下 痢
佐々木記
下痢とは便が固有の形状を失い、水様または泥状となり、その回数が異常に多い
状態です。下痢は腸管内の有害物を排除する防御的生理現象であり、多くは病気にともな
って現れます。
下痢の発生は腸内の水分が増加し、腸の動きが異常にたかまり、腸の吸収作用が
減退することにより生じます。
下痢には急性と慢性があり、急性は感染症(サルモネラ、ビブリオ腸炎、コレラ、赤痢等)によることが多く、ついで暴飲暴食、寒冷、ストレス等です。
慢性は小腸、大腸疾患によるものが多いです。
食中毒や伝染病の場合は緊急を要し、また長引くと全身の状態が不良となりますので、早めに受診し治療を受けることが大切です。
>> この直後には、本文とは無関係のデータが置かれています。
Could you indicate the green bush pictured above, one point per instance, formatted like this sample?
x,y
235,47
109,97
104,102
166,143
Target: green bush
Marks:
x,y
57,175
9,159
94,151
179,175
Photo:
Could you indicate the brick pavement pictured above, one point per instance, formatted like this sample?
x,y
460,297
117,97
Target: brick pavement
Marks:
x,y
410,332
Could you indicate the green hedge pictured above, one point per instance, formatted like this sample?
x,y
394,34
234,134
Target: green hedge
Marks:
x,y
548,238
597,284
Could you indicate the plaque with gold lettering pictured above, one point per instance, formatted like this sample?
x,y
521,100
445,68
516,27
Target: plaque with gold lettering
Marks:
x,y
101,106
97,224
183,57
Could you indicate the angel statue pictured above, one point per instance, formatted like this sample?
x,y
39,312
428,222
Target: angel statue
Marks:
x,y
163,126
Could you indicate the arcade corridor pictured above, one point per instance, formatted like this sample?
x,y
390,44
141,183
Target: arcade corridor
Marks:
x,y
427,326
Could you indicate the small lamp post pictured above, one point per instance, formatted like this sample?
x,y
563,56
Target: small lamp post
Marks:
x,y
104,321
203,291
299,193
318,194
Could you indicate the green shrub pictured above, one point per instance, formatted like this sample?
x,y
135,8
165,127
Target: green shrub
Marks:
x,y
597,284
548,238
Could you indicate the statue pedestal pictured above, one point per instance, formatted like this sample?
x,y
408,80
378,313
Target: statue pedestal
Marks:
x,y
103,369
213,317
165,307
(症状)発熱、腹痛(しぶり腹)、吐き気、嘔吐、全身がだるい、便の回数が頻回、粘血便、タ−ル便、急激な脱力感、血圧の低下
(生活上の注意)
1) 下痢が頻回で症状が激しい場合は絶食にし、受診して点滴(輸液)を受けることが大切です。(脱水および電解質の乱れを調整するために)
また、水分(湯ざまし、番茶、スポ−ツドリンク等)は少しずつ(なめるように)頻回に補給することが大切です。
2)食事について
急性の下痢症状:
最初は絶食にし、水分(湯ざまし、番茶、スポ−ツドリンク)は、少しずつ(なめるように)頻回に補給する。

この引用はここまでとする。